More from our travel issue: To take on the competition, online travel bookers like Expedia and Priceline are offering events and activities beyond hotel and airline reservations, and they're spending big to market themselves to consumers, Ad Age's Adrianne Pasquarelli reports.
News layoffs: Meredith Corp., which just bought Time Inc., is expected to lay off 200-300 employees, The Wall Street Journal reports. The cuts will likely affect mostly Time Inc. corporate employees, the report says.
Just say no: Forty-five U.S. trade groups are petitioning the Trump administration to drop its plans for tariffs on China, The Wall Street Journal reports. The groups represent companies including Apple, Alphabet, IBM, Nike and Walmart; they fear the tariffs could trigger a backlash that would harm U.S. businesses.
'Reptile-human hybrids': YouTube Kids featured "conspiracy theory videos which make claims that the world is flat, that the moon landing was faked, and that the planet is ruled by reptile-human hybrids," Business Insider reports. YouTube, already under fire over its offerings for children, responds that it will "continue to work to improve the YouTube Kids experience."

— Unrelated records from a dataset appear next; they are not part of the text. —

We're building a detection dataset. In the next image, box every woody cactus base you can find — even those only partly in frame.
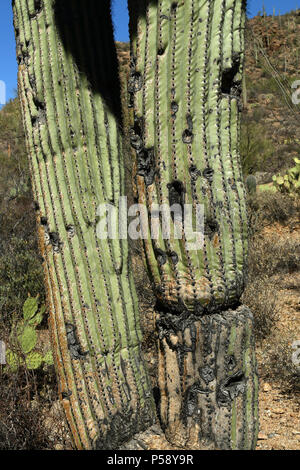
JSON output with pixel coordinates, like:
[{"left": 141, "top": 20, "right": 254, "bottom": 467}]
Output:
[
  {"left": 13, "top": 0, "right": 154, "bottom": 449},
  {"left": 13, "top": 0, "right": 258, "bottom": 449},
  {"left": 158, "top": 307, "right": 258, "bottom": 449}
]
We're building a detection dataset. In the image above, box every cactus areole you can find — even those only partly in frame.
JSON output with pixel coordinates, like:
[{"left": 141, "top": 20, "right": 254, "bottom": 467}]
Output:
[
  {"left": 13, "top": 0, "right": 154, "bottom": 449},
  {"left": 13, "top": 0, "right": 258, "bottom": 449}
]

Creativity pick of the day: Here's the latest reminder that we're living in the future: The Times of London used AI to recreate the voice of late U.S. President John F. Kennedy, so it sounds like he's giving the speech he was supposed to deliver the day he was assassinated, as Ad Age's Alexandra Jardine writes. Irish agency Rothco and audio tech company CereProc worked on the 22-minute speech, after reviewing 831 real, analog recordings of Kennedy. The effect is … disturbing.